You need to install these tools per the instructions on their respective repos:

  1. yt-dlp: like youtube-dl minus some bugs. Use this to download the video.

  2. WhisperX: performs the Diarization

Additionally, I used a machine with an Nvidia 3090 GPU running Ubuntu 22.04.


I’m going to transcribe this video as an example.

1. Download the audio file with yt-dlp.

The -o "audio.%(ext)s" argument is used to name the output as audo.mp3. The %(ext)s is a placeholder for the file extension. The --extract-audio and --audio-format mp3 arguments are used to extract the audio from the video and convert it to mp3 format.

yt-dlp --extract-audio --audio-format mp3 \
    -o "audio.%(ext)s"

The above command will generate audio.mp3 in the current directory.

2. Generate the transcript with diarization.

This is done with WhisperX. Make sure you carefully follow the instructions in the WhisperX repo corresponding to Speaker Diarization: you have to click on three Hugging Face repos and accept their terms & conditions.

The video I’m working with has 2 speakers, so that’s why I’m setting --min_speakers and --max_speakers equal to 2. The --hf_token argument is the Hugging Face token you get from following the instructions in the WhisperX repo.

whisperx audio.mp3 --model large-v2 --diarize \
    --min_speakers 2 --max_speakers 2 --hf_token <your_hf_token>

This will produce files with the following extensions audio.{srt, vtt, txt, tsv, json} in the current directory. You can limit the formats with --output_format and write these files to a different directory with --output_dir. The .json file contains the most detailed information about the diarization, with world-level predictions, whereas the .vtt and .srt files will contain a more human-readable transcript with speaker labels. I suggest looking at these files to see which one suits your needs.

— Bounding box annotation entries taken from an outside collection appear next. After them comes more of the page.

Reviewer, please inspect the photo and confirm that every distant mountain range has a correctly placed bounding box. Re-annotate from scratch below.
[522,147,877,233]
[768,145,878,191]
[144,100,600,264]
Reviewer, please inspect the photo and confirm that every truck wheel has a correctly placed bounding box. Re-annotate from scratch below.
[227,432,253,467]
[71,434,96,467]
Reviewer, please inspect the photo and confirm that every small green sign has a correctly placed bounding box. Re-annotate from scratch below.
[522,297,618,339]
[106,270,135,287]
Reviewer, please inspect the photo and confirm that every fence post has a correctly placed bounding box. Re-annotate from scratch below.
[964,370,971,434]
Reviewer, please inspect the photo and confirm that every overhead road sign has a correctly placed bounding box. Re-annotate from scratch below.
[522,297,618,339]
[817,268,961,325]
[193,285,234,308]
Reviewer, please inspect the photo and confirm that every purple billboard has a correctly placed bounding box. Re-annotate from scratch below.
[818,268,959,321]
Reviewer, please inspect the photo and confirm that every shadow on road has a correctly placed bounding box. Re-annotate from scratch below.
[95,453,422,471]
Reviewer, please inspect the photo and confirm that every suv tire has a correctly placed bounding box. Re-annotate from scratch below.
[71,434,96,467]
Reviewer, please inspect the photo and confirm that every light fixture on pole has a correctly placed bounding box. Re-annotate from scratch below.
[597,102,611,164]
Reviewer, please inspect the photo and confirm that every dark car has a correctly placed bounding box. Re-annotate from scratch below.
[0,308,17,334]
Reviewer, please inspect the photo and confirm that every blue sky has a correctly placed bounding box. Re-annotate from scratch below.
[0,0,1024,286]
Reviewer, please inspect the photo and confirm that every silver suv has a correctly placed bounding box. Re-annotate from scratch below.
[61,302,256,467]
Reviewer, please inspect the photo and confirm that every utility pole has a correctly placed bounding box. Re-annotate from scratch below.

If looking at the .json file, I recommend using jq with a command like this to see the first row of the segments array in that file:

jq '.segments[0]' audio.json


Here’s a preview of the .vtt file:

> head -n40  audio.vtt


00:00.248 --> 00:13.531
[SPEAKER_01]: Hi, this is Jeremy Howard, and you're listening to Coffee Time Data Science, a podcast for data science enthusiasts, where I interview practitioners, researchers, and Kagglers about their journey, experience, and talk all things data science.

00:13.531 --> 00:17.151
[SPEAKER_01]: And before we begin, I apologize for the change to our schedule.

00:17.151 --> 00:22.593
[SPEAKER_01]: Of course, usually you would be seeing Chai Time Data Science on this channel with Sanyam Bhutani.

00:22.593 --> 00:24.373
[SPEAKER_01]: Unfortunately, he's not available today.

00:24.373 --> 00:29.514
[SPEAKER_01]: He had a prior appointment on another podcast, and he was not able to join Chai Time Data Science.

00:29.974 --> 00:34.338
[SPEAKER_01]: We hope you enjoy this special episode of Coffee Time Data Science.

00:34.338 --> 00:45.148
[SPEAKER_01]: And without further ado, I would like to invite our very special VIP guest, newly anointed Kaggle Grand Master, Sanyam Bhutani.

00:45.148 --> 00:47.190
[SPEAKER_01]: Sanyam, welcome to Coffee Time Data Science.

00:48.372 --> 00:49.073
[SPEAKER_00]: Thank you, Jeremy.

00:49.073 --> 00:53.537
[SPEAKER_00]: Usually, I'm very anti coffee, but I'll have to allow that.

00:53.537 --> 00:55.678
[SPEAKER_00]: I still can't believe you weren't kidding.

00:55.678 --> 00:59.421
[SPEAKER_00]: And I mentioned in our message also, like I, I think I don't deserve this.

00:59.421 --> 01:00.042
[SPEAKER_00]: But thank you.